Returns values in a loop moving from one value to another at the given tempo. Tempo is a number of beats per minute, for example seq(120, 1, 2, 3) returns a sequencer of [1, 2, 3, 1, 2, 3, 1, 2...] and the values are advanced twice a second.
Seq() latches the value at the beginning of the beat, so seq(120, r()) returns random values that change twice a second.
Values can be pairs of numbers or tuples. If a value is a pair - the first part is a relative duration of the value. For example, seq(120, (0.5, C4), (1.5, G4)) returns a sequence of C4-G4-----C4-G4---- (dashes show how time increases, so you could see that "G4" lasts 3 times longer than "C4").
If a value is a tuple - the returned returned value slides between the given break points. For example seq(120, (1, C4, G4)) returns a slide from C4 to G4 twice a second.

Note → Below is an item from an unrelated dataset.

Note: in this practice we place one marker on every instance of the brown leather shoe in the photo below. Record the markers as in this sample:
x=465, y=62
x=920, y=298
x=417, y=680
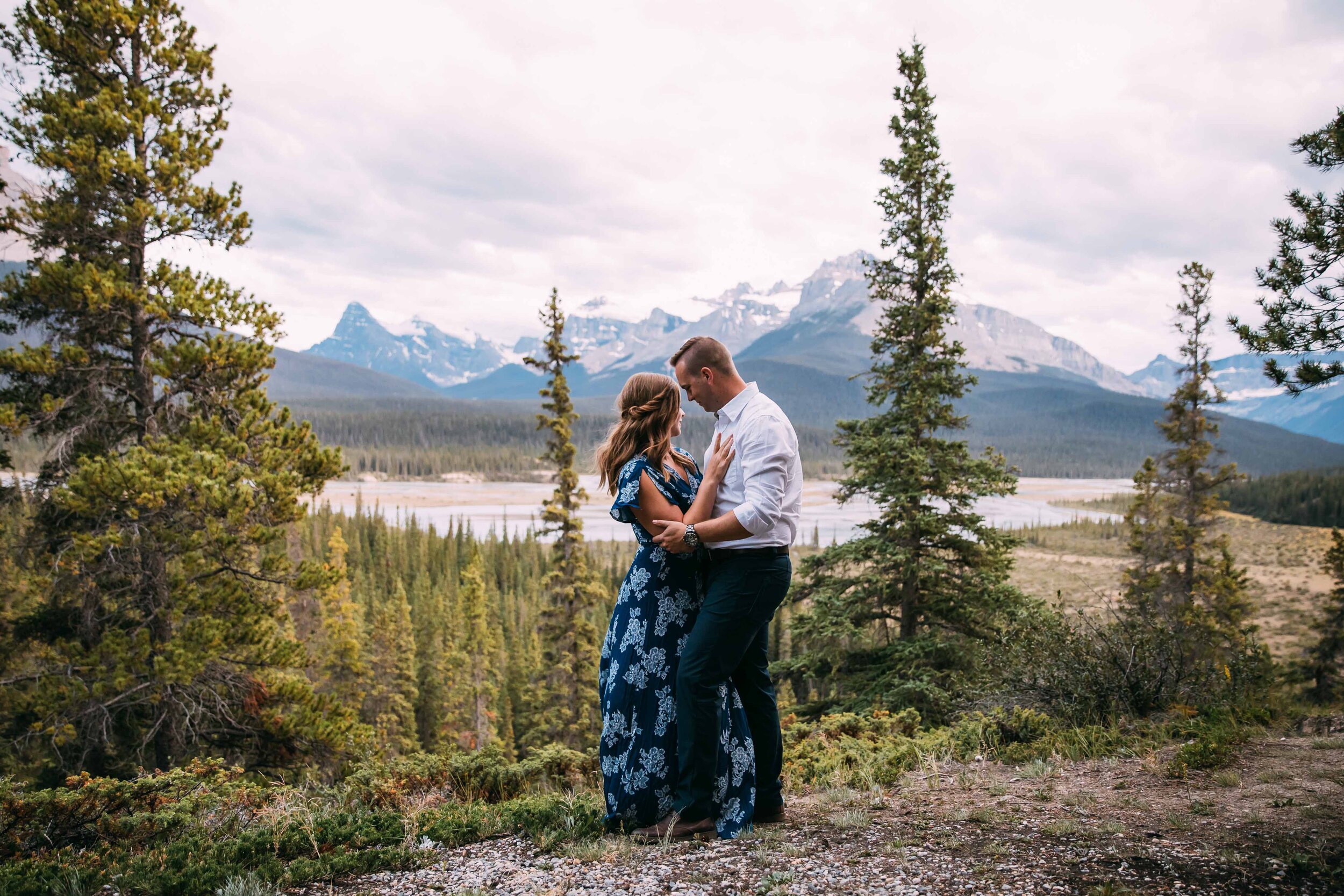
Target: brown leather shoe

Loop behaves similarly to seq(), except for it doesn't latch the values and evalute them on every call. Loop is often slower than seq(), but allows to have nested sequences as values.
A building block for custom sequencers. Returns a value by its index. Value is evaluated every time it's returned. For example, a(0, 1, 2, 3) returns 1, a(2, A4, B4, C4) return C4 and a(10, 1, 2, 3) returns 2, because of the index overflow.
Returns sine wave amplitude at the given phase [0..1]. The resulting value is in the range [-1..1].
Returns log2(x).
Returns a random value in the range [0..max].
Returns note frequency. Works with microtones, too. We assume that zero note is A4.
Returns note from the given scale at the given index.
Returns a mix of signals, normalizes the output signal and cuts off if needed.